I *LOVE* the core idea (seriously, this made my week), though I think we should
take it a step further and _immediately_ do DPAMT maintenance on allocation.
I.e. do tdx_pamt_get() via tdx_alloc_control_page() when KVM tops up the S-EPT
SP cache instead of waiting until KVM links the SP.  Then KVM doesn't need to
track PAMT pages except for memory that is mapped into a guest, and we end up
with better symmetry and more consistency throughout TDX.  E.g. all pages that
KVM allocates and gifts to the TDX-Module will allocated and freed via the same
TDX APIs.

Absolute worst case scenario, KVM allocates 40 (KVM's SP cache capacity) PAMT
entries per-vCPU that end up being free without ever being gifted to the TDX-Module.

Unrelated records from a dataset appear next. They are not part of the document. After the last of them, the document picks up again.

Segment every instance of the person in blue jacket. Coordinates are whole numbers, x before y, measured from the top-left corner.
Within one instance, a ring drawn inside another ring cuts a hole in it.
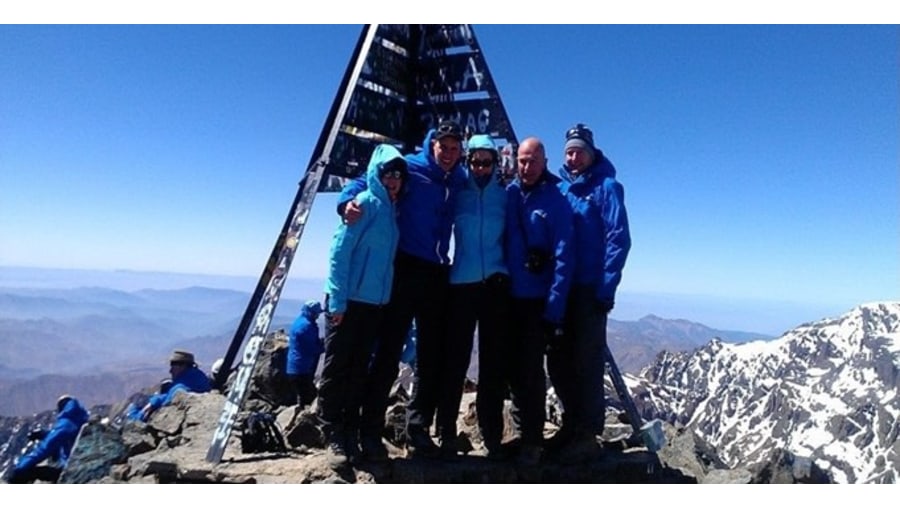
[[[366,169],[367,189],[356,196],[362,213],[353,223],[341,223],[331,245],[325,286],[329,325],[318,417],[332,465],[342,465],[361,452],[367,459],[387,459],[380,433],[377,445],[360,449],[359,419],[365,388],[372,382],[369,362],[391,298],[400,241],[396,203],[407,177],[406,160],[396,148],[376,147]]]
[[[210,375],[210,382],[212,382],[213,377],[214,375]],[[172,379],[162,379],[159,382],[159,387],[157,388],[155,393],[151,394],[150,396],[146,396],[145,398],[139,398],[139,400],[146,399],[146,401],[135,401],[128,404],[128,408],[125,410],[125,418],[129,421],[143,421],[143,409],[147,405],[147,403],[154,403],[154,398],[159,398],[160,401],[158,403],[161,403],[162,400],[165,399],[166,395],[169,393],[169,389],[171,388]]]
[[[35,480],[56,482],[69,461],[72,447],[78,438],[78,431],[88,421],[88,411],[81,403],[69,395],[60,396],[56,402],[56,423],[49,432],[33,435],[41,442],[31,452],[16,463],[10,475],[10,484],[24,484]],[[41,465],[45,459],[55,461],[55,465]]]
[[[307,301],[300,308],[300,315],[294,320],[288,332],[285,372],[301,409],[316,399],[316,368],[319,366],[322,352],[325,351],[322,338],[319,337],[319,324],[316,323],[321,313],[321,303],[315,300]]]
[[[147,421],[153,412],[165,405],[172,403],[175,393],[186,391],[191,393],[208,393],[211,386],[209,376],[197,367],[194,354],[184,350],[175,350],[169,357],[169,375],[172,377],[172,385],[165,394],[151,396],[150,400],[141,410],[140,420]]]
[[[544,352],[563,332],[572,281],[572,208],[547,170],[544,145],[519,146],[516,179],[507,187],[506,254],[512,282],[509,352],[518,461],[536,465],[542,454],[546,378]]]
[[[372,361],[370,382],[362,410],[363,451],[386,455],[381,442],[391,386],[397,378],[400,354],[413,319],[417,326],[415,390],[407,413],[407,452],[435,456],[439,448],[428,434],[440,396],[440,363],[444,343],[449,290],[449,246],[456,193],[465,174],[460,165],[463,132],[453,121],[431,129],[419,153],[406,155],[408,188],[398,202],[400,243],[394,265],[393,293]],[[348,185],[338,211],[352,221],[349,204],[361,187]],[[365,213],[363,213],[363,216]],[[385,282],[391,285],[391,282]]]
[[[503,400],[508,390],[509,271],[503,238],[506,186],[500,182],[500,154],[488,135],[468,141],[466,179],[456,195],[450,268],[448,333],[437,407],[441,455],[455,456],[459,404],[478,326],[478,424],[488,457],[501,457]]]
[[[579,123],[566,133],[560,191],[574,213],[575,270],[562,340],[547,352],[547,370],[562,403],[562,427],[548,450],[564,463],[589,459],[605,418],[607,314],[631,249],[628,215],[616,169]]]

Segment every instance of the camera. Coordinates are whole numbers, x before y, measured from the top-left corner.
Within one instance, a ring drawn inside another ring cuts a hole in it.
[[[550,254],[537,248],[529,248],[525,257],[525,269],[531,273],[540,273],[550,264]]]

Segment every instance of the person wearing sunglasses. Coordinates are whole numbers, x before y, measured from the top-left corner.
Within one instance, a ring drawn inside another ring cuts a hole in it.
[[[437,407],[438,374],[444,361],[440,344],[446,332],[453,203],[465,179],[460,164],[462,142],[459,124],[442,121],[425,135],[420,152],[404,157],[409,165],[409,181],[398,201],[400,243],[394,289],[370,367],[360,432],[363,447],[383,447],[381,434],[388,398],[399,371],[403,344],[415,319],[416,390],[408,405],[407,453],[436,456],[439,452],[428,428]],[[338,199],[338,212],[349,223],[358,215],[356,204],[350,202],[362,188],[359,179],[353,180]]]
[[[139,419],[147,421],[150,416],[165,405],[172,403],[175,393],[187,391],[191,393],[207,393],[211,389],[209,376],[203,372],[194,361],[194,354],[175,350],[169,357],[169,375],[172,377],[172,385],[162,396],[151,396],[150,400],[141,410]]]
[[[559,189],[575,214],[575,271],[561,340],[547,351],[547,371],[563,407],[562,427],[547,450],[563,463],[589,460],[605,418],[607,315],[631,249],[625,193],[616,169],[584,124],[566,132]]]
[[[441,456],[456,456],[459,404],[478,326],[478,425],[485,451],[501,459],[503,400],[506,398],[509,345],[509,271],[503,253],[506,187],[499,178],[500,154],[489,135],[472,136],[467,145],[463,188],[454,204],[453,265],[450,268],[449,319],[440,344],[440,393],[437,426]]]
[[[406,160],[397,148],[377,146],[366,169],[367,189],[356,196],[362,214],[353,223],[342,221],[331,244],[317,416],[332,466],[388,457],[381,434],[360,442],[360,411],[372,350],[391,299],[400,239],[397,201],[407,176]]]

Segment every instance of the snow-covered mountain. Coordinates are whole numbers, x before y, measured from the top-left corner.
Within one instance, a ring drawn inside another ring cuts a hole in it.
[[[789,451],[835,482],[900,481],[900,302],[861,305],[772,341],[662,353],[642,376],[641,402],[729,466]]]

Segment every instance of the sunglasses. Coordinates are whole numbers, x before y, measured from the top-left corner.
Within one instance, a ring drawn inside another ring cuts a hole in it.
[[[591,146],[594,145],[594,133],[583,123],[579,123],[566,131],[566,141],[569,139],[582,139]]]
[[[406,161],[402,158],[391,159],[381,166],[378,174],[382,178],[402,180],[406,176]]]
[[[403,175],[403,171],[381,171],[381,177],[389,180],[402,180]]]
[[[487,158],[487,159],[473,158],[473,159],[469,160],[469,166],[471,166],[471,167],[493,167],[493,165],[494,165],[494,159],[492,159],[492,158]]]

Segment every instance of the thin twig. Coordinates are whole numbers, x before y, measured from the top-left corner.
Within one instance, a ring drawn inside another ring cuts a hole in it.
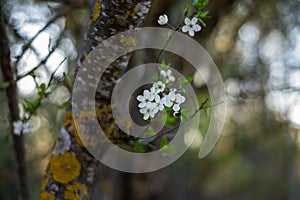
[[[0,4],[0,10],[2,7]],[[25,164],[25,148],[23,142],[23,136],[14,134],[13,123],[20,120],[17,86],[14,81],[14,71],[10,64],[10,51],[8,47],[8,38],[5,31],[3,12],[1,12],[0,21],[0,65],[4,82],[8,82],[9,85],[6,88],[6,97],[8,100],[8,108],[10,114],[11,135],[13,138],[13,148],[17,165],[18,184],[20,195],[23,200],[29,199],[29,190],[27,185],[27,172]]]
[[[47,62],[47,60],[49,59],[49,57],[53,54],[53,52],[56,50],[56,48],[60,44],[60,40],[61,40],[61,37],[62,37],[63,33],[64,33],[64,31],[61,33],[61,35],[59,36],[58,40],[56,41],[56,45],[52,48],[52,50],[48,53],[48,55],[37,66],[35,66],[34,68],[32,68],[30,71],[17,76],[16,81],[18,81],[18,80],[20,80],[20,79],[22,79],[22,78],[30,75],[35,70],[37,70],[41,65],[43,65],[43,64],[45,64]]]
[[[31,39],[28,43],[26,43],[24,46],[23,46],[23,49],[22,49],[22,53],[18,56],[16,56],[17,58],[17,61],[16,61],[16,64],[18,64],[18,62],[21,60],[21,58],[23,57],[23,55],[25,54],[25,52],[27,51],[27,49],[31,48],[31,44],[32,42],[42,33],[46,30],[46,28],[48,28],[52,23],[54,23],[58,18],[60,17],[63,17],[64,15],[63,14],[57,14],[55,15],[51,20],[49,20],[45,26],[40,29]]]
[[[51,74],[51,77],[50,77],[50,80],[49,80],[49,83],[48,83],[48,86],[47,86],[47,89],[50,87],[50,84],[54,78],[54,75],[55,73],[57,72],[57,70],[60,68],[60,66],[66,61],[67,57],[65,57],[60,63],[59,65],[56,67],[56,69],[53,71],[53,73]]]

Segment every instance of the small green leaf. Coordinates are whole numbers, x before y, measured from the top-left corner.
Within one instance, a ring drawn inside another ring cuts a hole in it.
[[[207,15],[208,15],[209,11],[204,11],[204,12],[201,12],[201,14],[199,15],[201,18],[205,18]]]
[[[192,76],[188,76],[185,80],[183,80],[181,83],[180,83],[180,86],[181,87],[184,87],[186,86],[187,84],[191,83],[193,81],[193,77]]]
[[[167,145],[168,145],[168,139],[164,137],[160,142],[160,148],[163,148]]]
[[[152,80],[153,80],[154,82],[157,82],[157,81],[158,81],[158,73],[155,73],[155,74],[152,75]]]
[[[188,121],[190,113],[191,113],[191,111],[189,111],[187,109],[182,109],[181,112],[180,112],[181,121]]]
[[[170,111],[172,111],[172,108],[170,108]],[[169,112],[170,112],[169,111]],[[172,128],[174,126],[174,123],[176,122],[176,117],[174,116],[171,116],[171,115],[167,115],[167,119],[166,119],[166,122],[165,122],[165,125],[168,127],[168,128]]]
[[[185,6],[185,9],[184,9],[184,16],[185,16],[185,17],[188,15],[189,9],[190,9],[189,5],[186,5],[186,6]]]
[[[196,6],[197,1],[196,0],[191,0],[191,3],[193,6]]]
[[[170,40],[171,37],[172,37],[172,35],[173,35],[173,34],[172,34],[172,31],[169,31],[169,32],[168,32],[168,39],[167,39],[167,40]]]
[[[206,27],[206,23],[202,19],[198,19],[198,20],[202,24],[203,27]]]
[[[155,136],[157,133],[154,131],[154,129],[152,128],[152,126],[149,126],[146,130],[146,135],[147,136]]]
[[[41,89],[42,91],[45,91],[45,90],[46,90],[46,84],[45,84],[45,83],[42,83],[42,84],[40,85],[40,89]]]
[[[194,5],[194,6],[197,11],[200,11],[203,8],[205,8],[208,5],[208,3],[209,3],[209,0],[197,0],[196,5]]]
[[[167,156],[167,155],[176,153],[176,151],[174,149],[174,145],[165,146],[165,147],[161,148],[160,150],[161,150],[163,156]]]
[[[142,147],[138,141],[135,141],[134,148],[137,153],[144,153],[146,151],[145,148]]]
[[[163,156],[176,153],[174,150],[174,145],[168,145],[168,139],[165,137],[160,142],[160,151],[162,152]]]

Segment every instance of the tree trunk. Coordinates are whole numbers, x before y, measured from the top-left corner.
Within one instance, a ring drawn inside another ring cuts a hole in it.
[[[82,58],[110,36],[140,26],[150,5],[150,0],[96,1],[85,37]],[[99,85],[109,85],[101,87],[100,96],[97,98],[99,107],[96,109],[101,111],[101,123],[110,123],[107,113],[110,109],[111,87],[126,70],[128,60],[129,57],[125,56],[112,64],[100,80]],[[105,131],[105,127],[103,128]],[[117,133],[118,130],[114,132]],[[78,136],[70,104],[65,114],[61,136],[56,142],[42,181],[40,199],[90,199],[97,165],[98,161],[84,148]]]

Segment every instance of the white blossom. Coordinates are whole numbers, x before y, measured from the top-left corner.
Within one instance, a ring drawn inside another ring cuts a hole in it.
[[[13,122],[13,131],[15,135],[21,135],[23,129],[23,122],[21,120]]]
[[[175,77],[172,75],[172,71],[170,69],[168,69],[167,71],[161,70],[160,75],[167,79],[167,83],[175,81]]]
[[[30,120],[23,124],[23,133],[31,133],[33,129],[33,124]]]
[[[154,93],[158,94],[158,93],[165,91],[166,85],[163,82],[158,81],[157,83],[153,84],[153,88],[155,90]]]
[[[154,105],[151,103],[151,106],[145,107],[140,109],[140,113],[144,115],[143,119],[148,120],[149,118],[154,118],[155,112],[154,112]]]
[[[154,103],[154,113],[156,114],[158,111],[162,111],[164,107],[164,98],[160,98],[159,95],[155,96],[155,103]]]
[[[15,135],[21,135],[22,133],[31,133],[33,128],[30,120],[23,123],[21,120],[13,122],[13,130]]]
[[[181,94],[176,94],[175,92],[170,92],[164,98],[164,105],[169,108],[172,107],[175,112],[178,112],[180,110],[180,105],[185,102],[185,97]]]
[[[195,35],[195,32],[199,32],[201,30],[201,26],[199,26],[197,22],[198,19],[196,17],[193,17],[192,20],[190,20],[189,18],[185,18],[185,25],[182,27],[182,32],[189,32],[189,35],[193,37]]]
[[[165,25],[169,21],[168,16],[166,14],[160,15],[157,22],[159,25]]]
[[[144,90],[143,95],[137,96],[136,99],[141,102],[138,105],[139,108],[148,108],[151,106],[151,102],[154,100],[154,94],[149,90]]]

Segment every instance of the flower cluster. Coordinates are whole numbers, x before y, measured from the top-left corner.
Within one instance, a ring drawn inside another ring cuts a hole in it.
[[[168,24],[168,16],[166,14],[160,15],[157,22],[159,25],[166,25]],[[182,32],[186,33],[188,32],[191,37],[195,36],[195,32],[199,32],[201,30],[201,26],[198,25],[198,18],[193,17],[192,19],[190,18],[185,18],[184,20],[185,25],[182,26],[181,30]]]
[[[168,88],[168,85],[172,85],[176,80],[171,69],[161,70],[160,78],[162,80],[153,83],[149,90],[144,90],[143,95],[137,96],[137,100],[140,102],[138,107],[144,120],[154,118],[165,107],[171,108],[176,114],[180,111],[181,104],[185,102],[185,97],[176,93],[176,88]]]
[[[15,135],[21,135],[22,133],[31,133],[33,128],[31,121],[23,123],[21,120],[13,122],[13,131]]]

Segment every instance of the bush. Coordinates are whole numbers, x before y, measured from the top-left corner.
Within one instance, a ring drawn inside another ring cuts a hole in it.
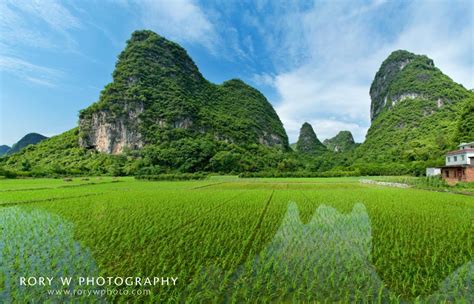
[[[244,172],[239,175],[241,178],[256,178],[256,177],[348,177],[360,176],[359,170],[354,171],[325,171],[325,172],[310,172],[310,171],[295,171],[295,172],[281,172],[281,171],[260,171],[260,172]]]
[[[202,180],[206,179],[206,173],[167,173],[155,175],[136,175],[136,179],[150,180],[150,181],[183,181],[183,180]]]
[[[17,178],[18,173],[15,171],[0,168],[0,176],[4,176],[5,178]]]

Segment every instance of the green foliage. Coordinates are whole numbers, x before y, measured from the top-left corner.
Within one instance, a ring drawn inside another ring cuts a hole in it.
[[[130,118],[136,110],[139,119]],[[113,82],[97,103],[80,113],[81,138],[88,141],[92,117],[123,118],[148,145],[203,134],[239,145],[261,143],[288,149],[288,138],[266,98],[241,80],[209,83],[186,51],[151,31],[136,31],[120,54]],[[194,165],[191,165],[194,167]]]
[[[78,129],[30,145],[0,159],[6,170],[29,172],[31,176],[112,175],[122,156],[113,156],[79,147]],[[131,160],[130,160],[131,161]]]
[[[259,91],[235,79],[212,84],[179,45],[137,31],[118,58],[113,82],[98,102],[80,112],[79,128],[2,157],[0,165],[13,175],[36,177],[198,172],[422,176],[426,167],[443,165],[444,153],[460,141],[474,139],[473,94],[426,56],[392,53],[370,93],[374,115],[363,144],[341,131],[325,141],[328,151],[304,123],[293,151],[278,115]],[[392,105],[403,94],[416,95]],[[108,155],[81,147],[79,142],[91,140],[96,114],[138,131],[144,148]]]
[[[16,178],[18,176],[18,173],[15,171],[0,167],[0,176],[3,176],[4,178]]]
[[[405,94],[409,97],[399,100]],[[373,120],[365,142],[356,151],[361,165],[442,165],[445,152],[459,144],[460,134],[473,130],[472,119],[460,119],[463,111],[469,115],[464,105],[473,98],[472,93],[444,75],[426,56],[393,52],[377,72],[370,95]]]
[[[313,177],[349,177],[360,176],[359,170],[344,171],[344,170],[330,170],[325,172],[311,172],[311,171],[259,171],[259,172],[244,172],[240,173],[241,178],[313,178]]]
[[[157,174],[157,175],[136,175],[136,179],[152,181],[182,181],[182,180],[202,180],[208,176],[204,173],[175,173],[175,174]]]
[[[441,165],[444,153],[458,144],[454,134],[462,104],[438,109],[433,100],[404,100],[372,122],[356,157],[361,163],[431,161]]]
[[[323,144],[329,151],[334,152],[348,151],[356,147],[350,131],[340,131],[333,138],[326,139]]]
[[[319,141],[313,127],[305,122],[300,129],[300,135],[296,142],[296,151],[301,153],[321,153],[326,147]]]
[[[436,68],[430,58],[399,50],[382,63],[370,87],[372,120],[392,108],[392,101],[401,95],[413,93],[444,104],[469,96],[464,87]]]
[[[456,130],[456,142],[471,141],[474,141],[474,95],[465,102]]]

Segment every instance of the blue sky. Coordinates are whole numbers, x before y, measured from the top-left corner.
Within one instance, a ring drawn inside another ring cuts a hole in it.
[[[0,1],[0,144],[52,136],[111,81],[137,29],[186,48],[203,75],[261,90],[290,141],[370,126],[370,83],[394,50],[426,54],[474,88],[473,1]]]

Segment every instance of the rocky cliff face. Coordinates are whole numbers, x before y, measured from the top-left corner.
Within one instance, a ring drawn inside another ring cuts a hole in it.
[[[106,111],[91,113],[79,120],[79,145],[108,154],[120,154],[125,148],[140,149],[143,139],[138,132],[143,106],[128,109],[125,114],[109,119]]]
[[[296,150],[302,153],[318,153],[326,151],[326,147],[319,141],[311,124],[305,122],[300,129]]]
[[[345,152],[355,147],[354,137],[350,131],[341,131],[333,138],[324,140],[323,144],[329,151]]]
[[[119,154],[211,135],[235,144],[288,148],[271,104],[240,80],[209,83],[176,43],[137,31],[120,54],[113,82],[81,111],[79,144]]]

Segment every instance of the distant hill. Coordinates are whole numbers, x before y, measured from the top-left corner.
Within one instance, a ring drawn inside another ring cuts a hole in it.
[[[7,153],[13,154],[13,153],[19,152],[23,148],[29,145],[36,145],[37,143],[40,143],[41,141],[47,138],[48,137],[43,136],[38,133],[28,133],[25,136],[23,136],[17,143],[15,143]]]
[[[329,151],[345,152],[356,147],[354,137],[350,131],[340,131],[333,138],[323,141],[323,144]]]
[[[445,151],[459,144],[459,119],[473,96],[427,56],[393,52],[370,87],[372,123],[357,149],[358,158],[370,162],[442,160]]]
[[[305,122],[300,129],[300,135],[296,142],[296,151],[301,153],[318,153],[325,152],[327,149],[319,141],[311,124]]]
[[[10,151],[10,149],[11,148],[7,145],[1,145],[0,146],[0,156],[7,154],[8,151]]]

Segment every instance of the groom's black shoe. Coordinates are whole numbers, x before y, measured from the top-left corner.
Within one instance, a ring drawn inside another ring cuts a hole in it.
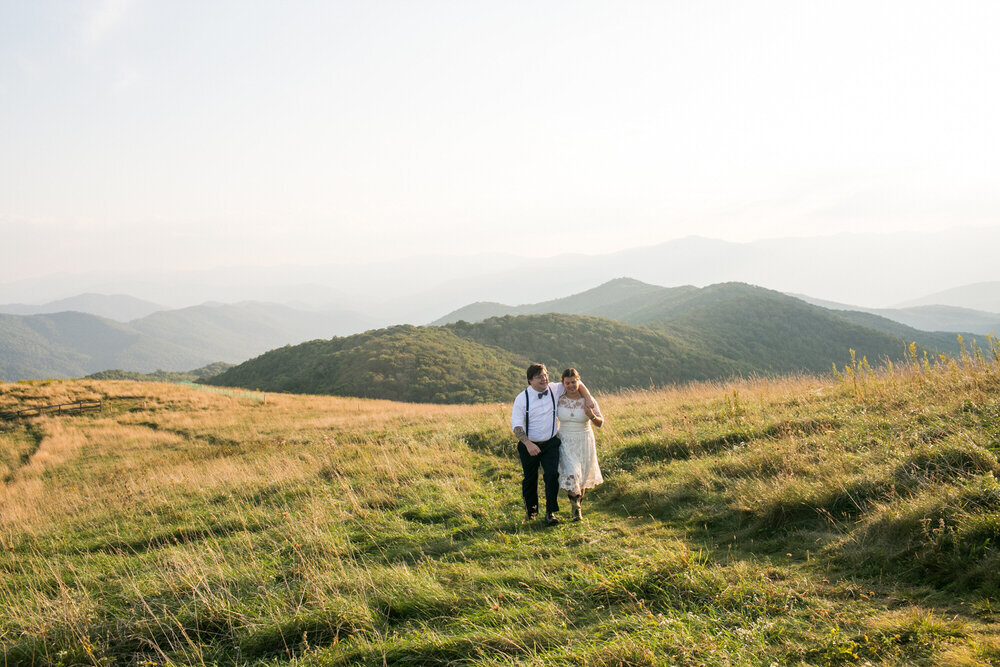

But I doubt that will be a problem in practice, because odds are good the adjacent
pages/pfns will already have been consumed, i.e. the "speculative" allocation is
really just bumping the refcount.  And _if_ it's a problem, e.g. results in too
many wasted DPAMT entries, then it's one we can solve in KVM by tuning the cache
capacity to less aggresively allocate DPAMT entries.

I'll send compile-tested v4 for the DPAMT series later today (I think I can get
it out today), as I have other non-trival feedback that I've accumulated when
going through the patches.